Reputation: 25
I'm new to ANTLR so I hope you guy explains for me explicitly.
I have a /* comment */ (BC) lexer in ANTLR, I want it to be like this:
/* sample */ => BC
/* s
a
m
p
l
e */ => BC
"" => STRING
" " => STRING
"a" => STRING
"hello world \1" => STRING
but I got this:
/* sample */
/* s
a
m
p
l
e */ => BC
""
" "
"a"
"hello world \1" => STRING
it only take the 1st /* and the last */, same with my String token. Here's the code of Comments:
BC: '/*'.*'*/';
And the String:
STRING: '"'(~('"')|(' '|'\b'|'\f'|'r'|'\n'|'\t'|'\"'|'\\'))*'"';
Upvotes: 1
Views: 1597
Reputation: 4481
Also you can use the following code fragment without non-greedy syntax (more general soultion):
MultilineCommentStart: '/*' -> more, mode(COMMENTS);
mode COMMENTS;
MultilineComment: '*/' -> mode(DEFAULT_MODE);
MultilineCommentNotAsterisk: ~'*'+ -> more;
MultilineCommentAsterisk: '*' -> more;
Upvotes: 1
Reputation: 2698
Lexer rules are greedy by default, meaning they try to consume the longest matching sequence.

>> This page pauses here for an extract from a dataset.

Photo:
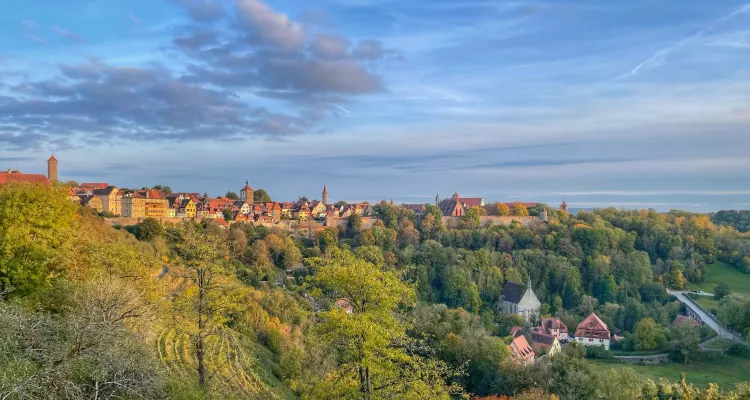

So they stop at the last closing delimiter.
To make a rule non-greedy, use, well, nongreedy rules:
BC: '/*' .*? '*/';
This will stop at the first closing */
which is exactly what you need.
Same with your STRING. Read about it in The Definitive ANTLR4 Reference, page 285.
Upvotes: 3